Gerhard I, Lenhard H K, Eggert-Kruse W, Runnebaum B
University of Heidelberg, Department of Gynecological Endocrinology, Germany.
Arch Androl. 1991 Nov-Dec;27(3):129-47. doi: 10.3109/01485019108987664.
The recognition that discreet hormonal abnormalities may cause ovulation disorders in women suggested that the male partner of infertile women might also suffer from unrecognized hormonal dysfunction amendable to substitution therapy. We obtained a combined stimulation test with gonadotropin-releasing hormone (GnRH), thyreotropin-releasing hormone (TRH), and ACTH in 225 males with childless spouses, when the couple sought to have children for at least one year. The following hormone levels were determined: estradiol (E), thyroid-stimulating hormone (TSH), prolactin, testosterone (T), dihydrotestosterone (DHT), androstenedione(A), 17-OH-pregnenolone (17-OH-Preg), 17-OH-progesterone (17-OHP), dehydroepiandrosterone (DHEA), dehydroepiandrosterone sulfate (DHEAS), cortisone (F), and 21-desoxycortisone (21DF). Basal and stimulated, and adrenal-testicular steroids with and without ACTH stimulation failed to demonstrate a relevant relationship to semen parameters. Gonadotropin levels had a significant negative correlation to all important semen parameters (testicular volume, sperm count, motility, morphology, and vitality) and were positively correlated to spermiogenetic defects. Stimulated LH values were more clearly associated with spermiogenetic defects than basal LH. Nonetheless, basal FSH concentrations were more informative than LH. Stimulated prolactin values were positively correlated with both gonadotropin and with sperm morphology. E concentrations had a significant positive correlation with both basal and poststimulation DHEAS values, and showed a highly negative correlation with sperm count, morphology, and vitality. In comparison, good sperm parameters were associated with high poststimulation T concentrations. The results of this study suggest that basal FSH and E concentrations, as well as the stimulated LH, T, and prolactin determinations, should be included in the evaluation of male sterility.

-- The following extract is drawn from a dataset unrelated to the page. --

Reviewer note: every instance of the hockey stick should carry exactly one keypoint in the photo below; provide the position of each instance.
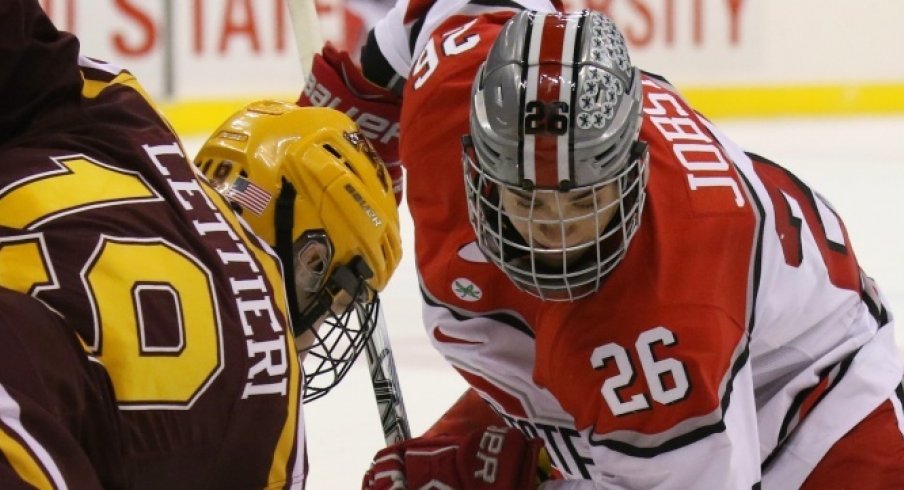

认识到细微的激素异常可能导致女性排卵障碍,这表明不育女性的男性伴侣也可能存在未被识别的激素功能障碍,适合进行替代疗法。当夫妇双方试图生育至少一年时,我们对225名配偶不育的男性进行了促性腺激素释放激素(GnRH)、促甲状腺激素释放激素(TRH)和促肾上腺皮质激素(ACTH)联合刺激试验。测定了以下激素水平:雌二醇(E)、促甲状腺激素(TSH)、催乳素、睾酮(T)、双氢睾酮(DHT)、雄烯二酮(A)、17-羟孕烯醇酮(17-OH-Preg)、17-羟孕酮(17-OHP)、脱氢表雄酮(DHEA)、硫酸脱氢表雄酮(DHEAS)、可的松(F)和21-脱氧可的松(21DF)。基础和刺激后的肾上腺-睾丸类固醇,无论有无ACTH刺激,均未显示与精液参数有相关关系。促性腺激素水平与所有重要的精液参数(睾丸体积、精子计数、活力、形态和活力)呈显著负相关,与精子发生缺陷呈正相关。刺激后的LH值比基础LH值与精子发生缺陷的关联更明显。尽管如此,基础FSH浓度比LH更具信息量。刺激后的催乳素值与促性腺激素和精子形态均呈正相关。E浓度与基础和刺激后DHEAS值均呈显著正相关,与精子计数、形态和活力呈高度负相关。相比之下,良好的精子参数与刺激后高T浓度相关。本研究结果表明,基础FSH和E浓度,以及刺激后的LH、T和催乳素测定结果,应纳入男性不育症的评估中。